Ce que je n’avais pas encore atteint en écriture.
Et que m’impose l’écriture poétique.
Plusieurs années à travailler sur un roman, avec le lot d’incertitude et la difficulté de tenir le rythme. Je m’échappe dans l’écriture brève et poétique.
Mais encore là, je ne me laissais pas vivre le langage pour ce qu’il est. Je voulais encore le tenir, le guider. Jusqu’à ce que je laisse couler les mots, comme on laisse couler la vie de partout sans tenter de tout retenir. Le langage alors se déploie de lui-même dans l’espace.
Le silence, lieu invisible et intemporel
Vivre le moment présent ! N’est-ce pas ça le bonheur ?
Le silence – je trouve souvent les mots trop faibles pour dire ce qui, après tout, n’a peut-être pas besoin de mots, ou d’images - m’amène à vivre le présent comme jamais avant je ne l’avais ressenti. Le mot même, désignant le temps, n’arrive pas à la cheville de l’état dans lequel je me pose.
Si je peux emprunter les mots de Pierre Bertrand (je me retrouve dans ses mots) :
Nous sentons quelque chose, mais nous ne pouvons le mettre en mots, et si nous le mettons en mots, c’est devenu une représentation, une mise en idées ou en images. Le rapport immédiat à soi qu’est la vie ne peut s’objectiver dans un savoir ou un discours, et quand il s’objective, ce n’est plus la vie. La vie comme réalité immédiate se sent et s’éprouve, mais ne se représente pas. Pierre Bertrand Pourquoi créer ?
Les trois pages du matin et la marche quotidienne
J’ai inclus, dans mon processus créatif, depuis quelques années, deux trucs présentés par Julia Cameron dans le plus que nécessaire ouvrage Libérez votre créativité. Il s’agit des trois pages du matin et de la marche quotidienne.

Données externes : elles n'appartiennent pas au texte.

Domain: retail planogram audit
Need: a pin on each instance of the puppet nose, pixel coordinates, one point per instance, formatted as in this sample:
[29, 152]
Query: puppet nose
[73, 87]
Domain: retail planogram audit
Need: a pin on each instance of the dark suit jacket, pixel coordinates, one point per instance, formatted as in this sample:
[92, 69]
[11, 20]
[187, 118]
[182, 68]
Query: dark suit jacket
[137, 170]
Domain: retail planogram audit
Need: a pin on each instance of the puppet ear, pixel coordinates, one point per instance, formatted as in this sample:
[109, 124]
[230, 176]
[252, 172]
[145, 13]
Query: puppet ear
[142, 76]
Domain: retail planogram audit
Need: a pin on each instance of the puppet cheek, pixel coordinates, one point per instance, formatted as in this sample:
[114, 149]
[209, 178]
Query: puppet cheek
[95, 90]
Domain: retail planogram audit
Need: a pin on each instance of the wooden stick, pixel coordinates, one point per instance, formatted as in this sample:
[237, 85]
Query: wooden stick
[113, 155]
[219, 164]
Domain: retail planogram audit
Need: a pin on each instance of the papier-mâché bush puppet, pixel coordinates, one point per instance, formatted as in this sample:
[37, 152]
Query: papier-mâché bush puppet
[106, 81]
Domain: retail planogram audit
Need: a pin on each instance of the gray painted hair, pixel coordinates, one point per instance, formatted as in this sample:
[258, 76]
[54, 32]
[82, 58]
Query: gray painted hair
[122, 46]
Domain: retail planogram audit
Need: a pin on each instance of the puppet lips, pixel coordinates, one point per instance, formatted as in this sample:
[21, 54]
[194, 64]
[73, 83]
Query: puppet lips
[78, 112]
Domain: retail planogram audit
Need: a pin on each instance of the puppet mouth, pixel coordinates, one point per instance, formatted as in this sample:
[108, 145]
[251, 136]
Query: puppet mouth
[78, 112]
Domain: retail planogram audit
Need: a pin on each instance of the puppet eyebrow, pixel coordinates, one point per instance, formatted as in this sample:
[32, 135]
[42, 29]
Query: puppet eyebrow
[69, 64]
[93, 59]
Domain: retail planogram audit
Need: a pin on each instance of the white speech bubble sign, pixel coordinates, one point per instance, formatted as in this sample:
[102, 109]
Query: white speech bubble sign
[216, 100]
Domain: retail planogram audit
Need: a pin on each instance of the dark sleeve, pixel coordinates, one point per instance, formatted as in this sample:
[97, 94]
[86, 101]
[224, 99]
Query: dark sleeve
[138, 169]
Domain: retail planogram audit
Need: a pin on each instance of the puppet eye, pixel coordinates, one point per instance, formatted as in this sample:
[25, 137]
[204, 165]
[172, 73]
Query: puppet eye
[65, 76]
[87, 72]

L’écriture est ancrée dans mon rituel matinal et je ne voudrais pas vivre sans (il m’arrive de ne pas pouvoir écrire et j’en ressens rapidement les effets). Les trois pages du matin consistent en une écriture à la main, libre et sans censure de trois pages. Elle me permet de venir à ma rencontre et de m’accorder du temps avant d’entamer la journée dans tout ce qu’elle peut amener de chaotique.
À travers l’écriture, j’apprends énormément sur moi, mais aussi sur le monde. C’est une porte ouverte sur le vaste mouvement de la vie.
La marche quotidienne, aussi vitale que les pages du matin, me porte à la rencontre du monde. Je vis, dans chaque pas, le paysage. Je croise des animaux, des oiseaux, des maisons, des gens. Ce moment me permet aussi de nourrir et de remplir le puits créatif, cet endroit où j’irai ensuite puiser énergie et images pour créer et représenter le monde à ma façon. C’est aussi dans ce moment que se placent plusieurs idées dans ma tête.
Avez-vous, vous aussi, des rituels de ce genre ? N’hésitez pas à les partager avec nous.
BERTRAND, Pierre, Pourquoi créer?, Les éditions Liber, 2009.